Asked by: lyricaleopard
  • I believe yes

    With the improving technology of this day and age we are increasing in intellect power and man power allowing us to change and inovate the technology we have today. With this growing intellect, I mean people in terkey have already made a prototype transformer from the movie and have almost perfected it. With this fast space in changing technlogy we really are getting closer to changing what we can do with the building blocks of the universe.

  • The Technology Already Exists

    Atoms range in size from a few nanometers to hundreds of nanometers and you can already see even individual hydrogen atoms under a microscope. However, quanta have been called "formless" due to the Heisenberg Indeterminacy Principle and are contextual, meaning, they take on whatever shapes and properties the specific context will allow and can even occupy two places simultaneously.

  • By the nature of atoms seeing in the sense of light them is impossible.

    An atom is much smaller than the wavelength of the visible spectrum. It starts just bellow 400 nanometres but the largest nuclear radius of any atom is Cesium at about 270 picometers i.e. about a quarter of a nanometre. Therefor we will never be able to see them in the sense of physically looking at them. We can however observe them and their constituent parts in a number of ways. You can observe the magnetic fields, their mass, and how they interact with various objects. On the subject of interacting with atoms we do that all the time. We split atoms in fission, we combine atoms in fusion, we ionise them all the time. We can change their element without changing their weight in electron capture. Also to rely to the creators comment atoms aren't the building blocks to the universe, they aren't even close. Atoms are made up of protons and neutrons which are made up of quarks as well as electrons which are leptons and therefor as far as we know indivisible. Plus you have all the interaction particles such as gluons that are constantly in a nucleus and string theory brings in a whole can of worms that I can't fit into this box.

  • We will never see an atom in the sense of light.

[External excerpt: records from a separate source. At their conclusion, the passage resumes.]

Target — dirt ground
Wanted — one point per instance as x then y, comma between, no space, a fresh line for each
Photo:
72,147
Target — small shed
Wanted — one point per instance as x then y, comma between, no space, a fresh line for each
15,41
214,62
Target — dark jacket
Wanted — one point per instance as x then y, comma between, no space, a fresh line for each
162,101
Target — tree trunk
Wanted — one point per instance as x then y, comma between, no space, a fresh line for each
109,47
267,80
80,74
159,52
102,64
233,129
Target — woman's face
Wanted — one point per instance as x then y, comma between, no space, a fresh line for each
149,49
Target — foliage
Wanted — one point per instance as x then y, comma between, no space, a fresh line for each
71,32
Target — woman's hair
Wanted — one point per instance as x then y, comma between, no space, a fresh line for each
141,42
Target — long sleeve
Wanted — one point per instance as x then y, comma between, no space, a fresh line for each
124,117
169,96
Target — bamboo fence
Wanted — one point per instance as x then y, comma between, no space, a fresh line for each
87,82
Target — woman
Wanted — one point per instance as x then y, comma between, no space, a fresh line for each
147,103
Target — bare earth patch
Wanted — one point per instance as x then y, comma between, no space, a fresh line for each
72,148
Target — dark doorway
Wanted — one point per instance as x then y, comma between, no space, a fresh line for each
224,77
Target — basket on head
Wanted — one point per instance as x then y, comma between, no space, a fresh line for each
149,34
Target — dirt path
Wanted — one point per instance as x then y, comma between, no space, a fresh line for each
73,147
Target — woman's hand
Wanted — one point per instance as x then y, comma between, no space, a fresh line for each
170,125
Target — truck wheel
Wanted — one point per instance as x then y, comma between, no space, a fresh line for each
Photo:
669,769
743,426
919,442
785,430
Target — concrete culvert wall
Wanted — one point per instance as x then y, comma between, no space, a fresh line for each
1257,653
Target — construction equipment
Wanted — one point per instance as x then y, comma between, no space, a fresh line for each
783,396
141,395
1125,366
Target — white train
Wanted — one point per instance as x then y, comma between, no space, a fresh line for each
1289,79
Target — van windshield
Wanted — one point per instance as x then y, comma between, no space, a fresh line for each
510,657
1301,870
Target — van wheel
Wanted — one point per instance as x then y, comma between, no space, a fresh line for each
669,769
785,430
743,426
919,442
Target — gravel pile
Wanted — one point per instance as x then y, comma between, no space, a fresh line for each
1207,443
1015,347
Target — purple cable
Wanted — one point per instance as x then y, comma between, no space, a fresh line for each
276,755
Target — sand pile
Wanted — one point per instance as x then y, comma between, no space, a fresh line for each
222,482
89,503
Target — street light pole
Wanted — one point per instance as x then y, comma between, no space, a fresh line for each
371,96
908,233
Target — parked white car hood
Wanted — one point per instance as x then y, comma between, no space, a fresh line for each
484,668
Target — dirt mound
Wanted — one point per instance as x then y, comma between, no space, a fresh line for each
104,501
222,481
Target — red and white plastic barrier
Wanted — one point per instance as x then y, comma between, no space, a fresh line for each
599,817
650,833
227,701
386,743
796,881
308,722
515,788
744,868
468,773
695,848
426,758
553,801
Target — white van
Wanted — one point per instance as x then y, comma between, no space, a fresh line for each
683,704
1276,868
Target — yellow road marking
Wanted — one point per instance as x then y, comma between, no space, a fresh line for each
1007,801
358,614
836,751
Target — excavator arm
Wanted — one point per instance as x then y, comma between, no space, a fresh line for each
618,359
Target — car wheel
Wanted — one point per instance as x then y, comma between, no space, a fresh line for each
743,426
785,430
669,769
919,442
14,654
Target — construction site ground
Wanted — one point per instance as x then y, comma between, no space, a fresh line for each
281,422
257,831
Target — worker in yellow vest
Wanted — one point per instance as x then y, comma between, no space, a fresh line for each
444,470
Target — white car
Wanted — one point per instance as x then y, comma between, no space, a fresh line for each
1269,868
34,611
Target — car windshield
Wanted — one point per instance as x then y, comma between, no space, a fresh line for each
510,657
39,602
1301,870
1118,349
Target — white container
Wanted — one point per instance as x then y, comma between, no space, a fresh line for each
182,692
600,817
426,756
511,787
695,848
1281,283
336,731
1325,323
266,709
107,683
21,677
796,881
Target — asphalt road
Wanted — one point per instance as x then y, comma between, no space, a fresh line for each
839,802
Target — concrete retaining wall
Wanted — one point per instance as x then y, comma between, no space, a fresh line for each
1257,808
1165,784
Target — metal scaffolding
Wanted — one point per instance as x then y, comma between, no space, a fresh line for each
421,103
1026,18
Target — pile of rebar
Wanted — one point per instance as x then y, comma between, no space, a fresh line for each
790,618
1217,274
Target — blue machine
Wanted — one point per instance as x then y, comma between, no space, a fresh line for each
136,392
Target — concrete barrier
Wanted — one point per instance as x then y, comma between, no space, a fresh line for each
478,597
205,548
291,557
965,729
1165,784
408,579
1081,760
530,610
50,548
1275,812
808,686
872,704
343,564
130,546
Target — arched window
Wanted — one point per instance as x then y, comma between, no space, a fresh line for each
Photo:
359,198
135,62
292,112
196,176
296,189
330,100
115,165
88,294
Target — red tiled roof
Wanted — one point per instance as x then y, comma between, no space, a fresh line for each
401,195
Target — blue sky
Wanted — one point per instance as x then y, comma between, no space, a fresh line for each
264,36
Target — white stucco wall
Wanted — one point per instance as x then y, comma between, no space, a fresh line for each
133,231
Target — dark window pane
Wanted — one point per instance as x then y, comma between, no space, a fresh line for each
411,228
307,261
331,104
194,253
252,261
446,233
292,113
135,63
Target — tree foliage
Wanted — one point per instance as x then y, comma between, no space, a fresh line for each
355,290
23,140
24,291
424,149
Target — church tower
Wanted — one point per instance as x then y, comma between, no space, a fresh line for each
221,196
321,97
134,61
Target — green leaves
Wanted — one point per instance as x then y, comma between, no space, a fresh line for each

    An atom is much smaller than the wavelength of the visible spectrum. It starts just bellow 400 nanometres but the largest nuclear radius of any atom is Cesium at about 270 picometers i.e. about a quarter of a nanometre. Therefor we will never be able to see them in the sense of physically looking at them. We can however observe them and their constituent parts in a number of ways. You can observe the magnetic fields, their mass, and how they interact with various objects. On the subject of interacting with atoms we do that all the time. We split atoms in fission, we combine atoms in fusion, we ionise them all the time. We can change their element without changing their weight in electron capture and do hundreds of other things to atoms.